It’s been 19 months. 19 months ago we got to meet you and be amazed by you. We always knew you were special, incredible really, but meeting you just confirmed it.
Daddy and I switch off between imagining you as you would be here at this age and what life is really like for you now.
We have imagined you as a precious angel above but somehow, though, we think even an angelic you is still so “you.” Daddy and I joke that you wear a leather jacket and drive all around the clouds on your Harley. I love that image of you, my tough girl, and it always makes me smile. In the same way, we imagine life for us as if you were here. We look at our lives now, with your one month old brother, Hank, and we think about where we’ve been on our grief walk and where we’re going.
Hadley, we want you to know you are a part of our daily life. Never does a day end and we have not spoken about you.
You are our daughter and naturally, we speak of you often. I worry sometimes that as the days pass, you will slip further and further from me. That I’ll forget your scent, the way your soft skin felt, your precious tiny fingernails, and your flexed itty bitty feet. When I feel sad about it, Daddy reminds me that there’s no possible way I will forget a thing. We are made of the same stuff, dear girl, and as I am, so are you. I am so thankful we have so many of your pretty pictures. I still look at them often, but as the days and weeks have been crossed off the calendar, I have found that I see you less in your pictures and noticed how your spirit has jumped off the page and screen and I experience you more in other ways. I see you in beautiful experiences in nature (pink sunsets are a favorite), in Daddy’s warm touch and adorable laugh, and in your brother’s soft smile and knowing look. In the grace, care, and kindness of others. It is all just so very “you,” sweet Hadley.
We have felt your presence in so many ways over the past few months.
Once, about three weeks after you passed, I was home alone, looking at your pictures and the tears began to fall. I was devastated that your life was cut short and we would never get to watch you grow. I was in despair, and sinking into that awful question that still haunts me from time to time: “Why us?” Suddenly I felt you there, right there with me, and instantly the tears dried, a smile came to my face, and I just knew you were safe. Not just safe, but happy and loved. You’ve also shown up to us in other ways.
Daddy and I decided a crown was your symbol after your favorite book, “Princess Baby.”

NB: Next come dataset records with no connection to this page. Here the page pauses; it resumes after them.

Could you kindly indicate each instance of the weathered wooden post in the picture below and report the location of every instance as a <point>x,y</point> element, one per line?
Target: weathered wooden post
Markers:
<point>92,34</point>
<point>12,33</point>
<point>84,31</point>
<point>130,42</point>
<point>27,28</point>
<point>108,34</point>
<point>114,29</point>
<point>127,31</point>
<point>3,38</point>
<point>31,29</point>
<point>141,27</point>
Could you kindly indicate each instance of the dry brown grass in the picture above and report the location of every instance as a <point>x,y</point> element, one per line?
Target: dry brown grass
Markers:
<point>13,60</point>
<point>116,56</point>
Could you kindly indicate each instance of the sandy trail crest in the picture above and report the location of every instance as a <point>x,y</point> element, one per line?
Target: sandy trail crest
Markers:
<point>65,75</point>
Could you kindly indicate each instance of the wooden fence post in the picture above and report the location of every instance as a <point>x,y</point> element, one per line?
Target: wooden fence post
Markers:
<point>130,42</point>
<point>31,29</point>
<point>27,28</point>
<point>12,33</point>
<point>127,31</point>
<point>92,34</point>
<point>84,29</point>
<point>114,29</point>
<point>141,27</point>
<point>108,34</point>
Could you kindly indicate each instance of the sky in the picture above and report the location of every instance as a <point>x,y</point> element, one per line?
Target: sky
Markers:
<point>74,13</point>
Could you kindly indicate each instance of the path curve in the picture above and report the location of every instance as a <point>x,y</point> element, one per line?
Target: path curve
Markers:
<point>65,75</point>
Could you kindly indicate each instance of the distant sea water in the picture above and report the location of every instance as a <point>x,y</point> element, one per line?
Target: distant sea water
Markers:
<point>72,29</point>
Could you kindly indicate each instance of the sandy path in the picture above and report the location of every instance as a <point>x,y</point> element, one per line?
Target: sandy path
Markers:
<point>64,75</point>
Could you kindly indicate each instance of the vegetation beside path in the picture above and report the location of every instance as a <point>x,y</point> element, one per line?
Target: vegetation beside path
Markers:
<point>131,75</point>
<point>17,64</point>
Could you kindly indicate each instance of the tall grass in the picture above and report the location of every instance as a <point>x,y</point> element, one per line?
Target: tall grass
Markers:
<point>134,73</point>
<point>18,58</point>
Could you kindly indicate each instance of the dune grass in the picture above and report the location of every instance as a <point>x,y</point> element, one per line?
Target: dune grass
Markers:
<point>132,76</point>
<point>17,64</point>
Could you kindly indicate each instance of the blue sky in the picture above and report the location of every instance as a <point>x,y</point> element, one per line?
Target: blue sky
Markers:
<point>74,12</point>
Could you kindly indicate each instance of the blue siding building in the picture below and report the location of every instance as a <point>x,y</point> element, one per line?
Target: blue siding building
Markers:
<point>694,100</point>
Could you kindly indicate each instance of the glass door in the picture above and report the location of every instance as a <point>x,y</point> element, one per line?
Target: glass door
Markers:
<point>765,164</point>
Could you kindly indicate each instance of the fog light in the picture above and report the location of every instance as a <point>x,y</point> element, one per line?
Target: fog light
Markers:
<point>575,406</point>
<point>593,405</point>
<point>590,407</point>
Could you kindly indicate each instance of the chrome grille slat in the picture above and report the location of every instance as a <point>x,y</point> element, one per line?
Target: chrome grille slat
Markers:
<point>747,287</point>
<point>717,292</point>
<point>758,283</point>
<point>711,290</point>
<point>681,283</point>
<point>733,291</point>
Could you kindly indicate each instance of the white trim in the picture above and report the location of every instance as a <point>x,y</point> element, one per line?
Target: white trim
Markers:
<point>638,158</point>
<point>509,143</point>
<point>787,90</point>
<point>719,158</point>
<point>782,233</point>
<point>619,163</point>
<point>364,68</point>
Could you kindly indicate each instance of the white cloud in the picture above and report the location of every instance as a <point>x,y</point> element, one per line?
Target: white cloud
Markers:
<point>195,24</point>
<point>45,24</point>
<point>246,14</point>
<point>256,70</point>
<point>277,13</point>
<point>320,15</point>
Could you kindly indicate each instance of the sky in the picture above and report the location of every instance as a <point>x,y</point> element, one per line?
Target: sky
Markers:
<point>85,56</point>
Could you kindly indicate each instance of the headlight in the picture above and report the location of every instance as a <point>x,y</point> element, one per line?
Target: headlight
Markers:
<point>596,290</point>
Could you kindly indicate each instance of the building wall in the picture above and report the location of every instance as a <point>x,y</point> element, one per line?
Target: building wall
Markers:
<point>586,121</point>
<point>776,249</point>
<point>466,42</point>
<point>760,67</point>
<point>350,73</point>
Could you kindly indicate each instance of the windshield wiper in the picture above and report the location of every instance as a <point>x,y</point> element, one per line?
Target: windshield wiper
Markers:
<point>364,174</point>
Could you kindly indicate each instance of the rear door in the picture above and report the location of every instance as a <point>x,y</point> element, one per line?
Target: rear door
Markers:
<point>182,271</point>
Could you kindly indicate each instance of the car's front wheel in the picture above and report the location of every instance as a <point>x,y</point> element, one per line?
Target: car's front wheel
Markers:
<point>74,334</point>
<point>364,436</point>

Now, sweet girl, we see crowns everywhere and always view them as a little wink from you. It seems that they always pop up whenever we’re talking about you or thinking of you. Also whenever Daddy or I are having a rough day, we give each other your special wink, “The Hadley Eye,” we’ve called it, and that reminds us to try and be as tough and strong as you are.
These months have been filled with all sorts of things: fun times, adventures, lessons learned, laughter, reflection, and hope. But through it all, you are missing from us. And that is so painful.
We will never “get over you,” Instead, we will learn to live and love and laugh with that missing piece. Around that hole in hearts, we are striving to honor your life and make something beautiful.
Hadley, I wish more than anything, that you were with us. Even in moments of joy, we feel the sting of your absence. We loved you before we knew you, we loved you in our short week together, we love you now and we always will.